Calling Mielensäästäjä was free of charge but non-programmes of the same genre generally aim to rake in maximum financial profit for as little production input as possible.
"Interactive television narration has developed slowly over ten years, and it often seems quite pathetic. However, there has been a lot of development over the long term. It may be a long time before we see interactive television programmes at peak viewing hours, but I’m convinced that day will come."
Pellinen also believes that the line between television and internet entertainment will become hazier, even though hardly any working concepts have been published thus far.
Safe interaction in a virtual environment
Pia Yliräisänen-Seppänen works as a planner on the Wellness Campus at the Rovaniemi University of Applied Sciences. She has been involved in planning and developing the ENVI learning environment.
The physical, social and three-dimensional graphics in the learning environment comprise a virtual environment that reacts to students’ actions in real-time. Healthcare and social science students and professionals can use it to practice such things as emergency care and crisis management.
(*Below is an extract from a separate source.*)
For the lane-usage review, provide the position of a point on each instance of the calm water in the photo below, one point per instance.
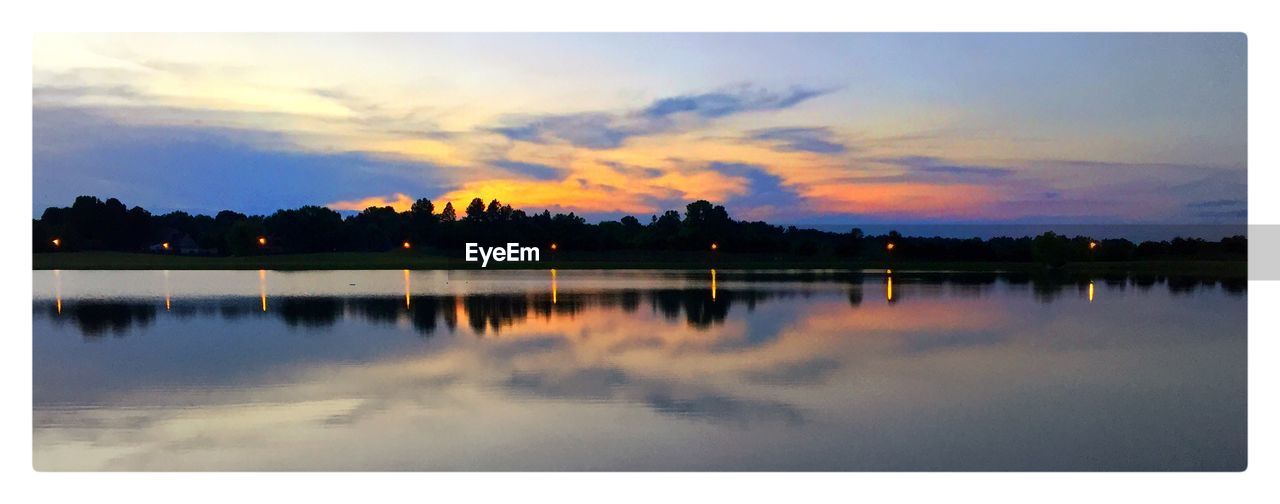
(635, 370)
Yliräisänen-Seppänen’s doctoral dissertation examines how user-centred planning methodology can be developed and used to design virtual learning environments.
She believes that using virtual learning environments will become increasingly extensive and common: "They provide an opportunity for students to dry run situations that they may come across at work. Practising in a virtual environment is safe and repetitive, and it allows positive learning experiences.
"Developing and implementing virtual learning environments brings planners and users face to face with new challenges and questions."
A teacher guarantees natural situations
Users in the ENVI virtual environment can move about freely and make choices. Movement takes place using a wireless controller, and there are also interactive characters to talk to.
"In order to make interaction more natural, the teacher is always the intelligence. People act in such different ways that planning can’t take all possibilities into consideration."
For instance, the teacher decides how a girl who witnessed her mother being stabbed will react to students’ efforts to calm her down. The environment has been programmed with different alternatives and the teacher chooses the option that best fits the situation.
"A virtual learning environment calls for the teacher to have a pedagogic eye and to live in the situation. During the planning phase, it’s important to meet the teacher halfway and to find ways that make his or her work easier."
The environment has been developed using users’ experiences; for instance, movement takes place with a game controller rather than a remote control, which also enables users to step back - a characteristic that may be necessary when face to face with violent clients.
"Moving around a virtual environment is easy for most young people but older people usually need more practice."
Yliräisänen-Seppänen knows how she would develop a virtual learning environment if she could ignore financial resources: it would be more body-centred.
"A body-centred user interface would help disengage from technology. Technology would be increasingly in the background and users would engage with the environment through their actions and not through gadgets," says Yliräisänen-Seppänen.